Looking for divorced fathers [serious]

I am looking to get in touch with fathers who have been divorced while keeping their visiting rights.

I really want someone to talk to who is in a similar situation, someone who I can ask for advice privately.

Is there a group like that somewhere? Btw I don’t use facebook.

Thank you

13 comments
  1. If you were wondering how a divorced father can see his kids.

    Best case is if you can remain amicable with your ex wife and work out visitation mutually.

    If that fails, then you would have to file for visitation mediation. Visitation mediation, they would have mediators talk to you and your wife to try to negotiate a visitation plan.

    If that completely fails, i.e. Ex wife absolutely refuses to cooperate, then the visitation case will go into adjudication, where the judge will decide on a visitation plan.

    What kind of a visitation plan that a judge will order varies case by case but generally a bare minimum of 1 full day per month will be granted. If the non custodial parent has a good track record, maybe an additional half day will also be granted.

    Also note that any visitation agreement is a civil matter. Meaning if ex wife breaks the visitation agreement, worst case she pays a fine and has money forcibly removed from her bank.

  2. > while keeping their visiting rights.

    There is no such thing as visiting **rights** under current Japanese law. It’s more like visiting *permission* from the custodial parent. If you have a good relationship with your ex, you will probably be able to see your kids. If not, probably not.

  3. I know you said you don’t use FB, but there’s a group there that’s pretty helpful.

  4. Are you already divorced? If not then go to the local ward office and get one of those ‘I don’t consent to divorce’ forms (‘fujuri todoke’?).

    You can then start with this when you discuss post-divorce access (‘I’ll give you a divorce if we can agree access).

    Other than that, as others have said, keeping a good relationship as much as you can is the best way. Agree to a generous monthly support plan. Don’t move far away. Point out the value of the kids having an advantage in English at school / exams times, and extra money from grandparents etc., as well as the embarrassment / bullying risk of having half kids that don’t speak English.
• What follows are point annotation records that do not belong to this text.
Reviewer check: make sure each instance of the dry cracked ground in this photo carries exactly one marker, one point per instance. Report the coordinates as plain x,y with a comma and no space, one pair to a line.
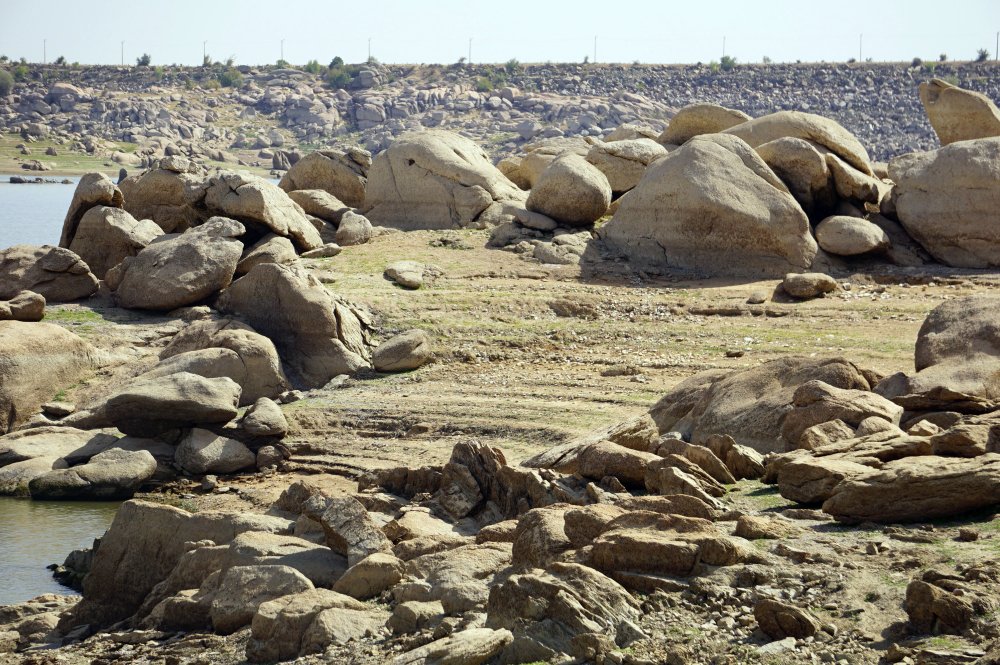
529,356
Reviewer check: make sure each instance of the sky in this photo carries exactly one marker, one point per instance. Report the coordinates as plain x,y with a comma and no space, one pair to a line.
438,31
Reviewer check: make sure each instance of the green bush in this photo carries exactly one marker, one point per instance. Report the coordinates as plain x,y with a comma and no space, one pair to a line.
231,78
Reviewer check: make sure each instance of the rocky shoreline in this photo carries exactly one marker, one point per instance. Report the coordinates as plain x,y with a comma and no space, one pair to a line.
805,508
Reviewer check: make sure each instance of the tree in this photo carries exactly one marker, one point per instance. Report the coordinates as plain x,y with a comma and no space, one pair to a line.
6,83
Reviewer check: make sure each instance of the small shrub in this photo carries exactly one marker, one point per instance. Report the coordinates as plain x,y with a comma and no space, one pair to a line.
230,77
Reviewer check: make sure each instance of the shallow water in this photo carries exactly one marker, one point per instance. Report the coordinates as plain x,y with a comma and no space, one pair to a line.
33,214
34,534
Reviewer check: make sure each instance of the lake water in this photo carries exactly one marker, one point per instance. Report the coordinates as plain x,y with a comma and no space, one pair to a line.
34,534
32,214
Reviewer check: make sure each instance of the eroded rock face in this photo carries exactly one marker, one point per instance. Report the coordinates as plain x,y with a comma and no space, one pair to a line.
317,334
94,189
957,114
918,488
437,180
624,162
947,199
712,207
262,374
105,236
153,406
55,273
170,195
697,119
342,174
179,270
808,126
258,203
571,191
37,360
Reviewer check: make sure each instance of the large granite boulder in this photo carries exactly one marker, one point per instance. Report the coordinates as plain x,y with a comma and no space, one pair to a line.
947,200
37,360
260,206
262,375
94,189
957,114
957,359
55,273
342,174
437,180
317,334
624,162
749,405
148,407
170,194
180,269
112,474
822,131
105,236
142,547
712,207
572,191
697,119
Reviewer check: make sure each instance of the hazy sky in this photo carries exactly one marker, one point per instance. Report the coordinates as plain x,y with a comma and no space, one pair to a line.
438,31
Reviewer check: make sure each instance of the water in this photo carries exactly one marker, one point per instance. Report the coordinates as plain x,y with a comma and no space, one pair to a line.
33,214
34,534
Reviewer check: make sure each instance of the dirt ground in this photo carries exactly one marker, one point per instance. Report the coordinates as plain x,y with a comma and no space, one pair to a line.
530,355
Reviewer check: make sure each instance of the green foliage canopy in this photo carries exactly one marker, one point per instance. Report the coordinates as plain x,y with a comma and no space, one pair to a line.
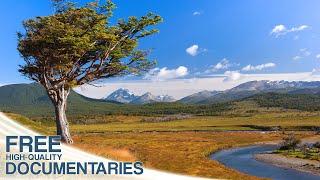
79,45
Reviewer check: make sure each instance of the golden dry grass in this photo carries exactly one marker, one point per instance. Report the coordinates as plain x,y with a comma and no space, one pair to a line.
179,152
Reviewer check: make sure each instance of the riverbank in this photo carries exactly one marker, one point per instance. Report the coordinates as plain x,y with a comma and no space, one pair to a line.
304,165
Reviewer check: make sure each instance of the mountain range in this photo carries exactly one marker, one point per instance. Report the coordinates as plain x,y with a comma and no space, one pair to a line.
125,96
252,88
32,100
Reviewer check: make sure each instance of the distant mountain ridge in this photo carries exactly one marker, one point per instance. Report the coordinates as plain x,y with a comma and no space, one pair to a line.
252,88
125,96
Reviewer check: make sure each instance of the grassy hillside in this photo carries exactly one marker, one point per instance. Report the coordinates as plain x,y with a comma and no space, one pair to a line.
31,100
305,102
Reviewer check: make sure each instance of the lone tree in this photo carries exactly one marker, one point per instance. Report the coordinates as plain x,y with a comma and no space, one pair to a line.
78,45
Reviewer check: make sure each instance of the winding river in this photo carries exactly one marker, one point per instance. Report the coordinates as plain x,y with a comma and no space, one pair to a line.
242,159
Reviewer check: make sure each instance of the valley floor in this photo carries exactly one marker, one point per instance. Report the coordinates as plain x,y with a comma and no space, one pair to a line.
180,146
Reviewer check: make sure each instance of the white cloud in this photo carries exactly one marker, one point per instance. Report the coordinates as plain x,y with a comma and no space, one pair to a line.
165,73
193,50
222,65
281,29
196,13
278,29
232,76
303,52
258,67
182,87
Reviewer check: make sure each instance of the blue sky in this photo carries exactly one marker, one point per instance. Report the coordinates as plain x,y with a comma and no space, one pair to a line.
225,38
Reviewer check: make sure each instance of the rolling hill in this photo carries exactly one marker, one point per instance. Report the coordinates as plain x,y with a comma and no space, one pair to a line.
31,100
252,88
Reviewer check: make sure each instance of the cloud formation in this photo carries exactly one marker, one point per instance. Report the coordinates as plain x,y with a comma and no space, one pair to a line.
232,76
193,50
281,29
165,73
258,67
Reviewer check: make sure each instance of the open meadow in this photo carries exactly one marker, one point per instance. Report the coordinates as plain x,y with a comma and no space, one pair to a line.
181,145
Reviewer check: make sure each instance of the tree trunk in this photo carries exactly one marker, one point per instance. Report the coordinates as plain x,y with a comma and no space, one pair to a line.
59,99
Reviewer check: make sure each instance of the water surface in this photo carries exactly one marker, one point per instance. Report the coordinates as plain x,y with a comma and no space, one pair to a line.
242,159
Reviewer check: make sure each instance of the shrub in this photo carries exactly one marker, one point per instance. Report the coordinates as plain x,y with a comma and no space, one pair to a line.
289,143
316,145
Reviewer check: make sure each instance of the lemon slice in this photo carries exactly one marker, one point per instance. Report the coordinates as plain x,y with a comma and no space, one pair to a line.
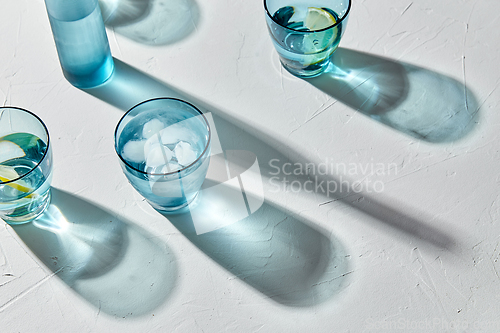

Also risk kids will deeply resent mother for denying a relationship with father over time.

    Obviously these things are unpleasantly practical, and hopefully you won’t need to go down that path. I’ve been divorced for 12 years now but have managed to keep a pretty good / cooperative relationship with my ex, and good access to my daughter. It is possible but it takes patience / understanding / recognition of shortcomings on both sides.

  5. There is a group for divorced or still -married foreign mothers who of course face the exact same issues. But I’m not sure they let fathers in the group. You could atwrt your own?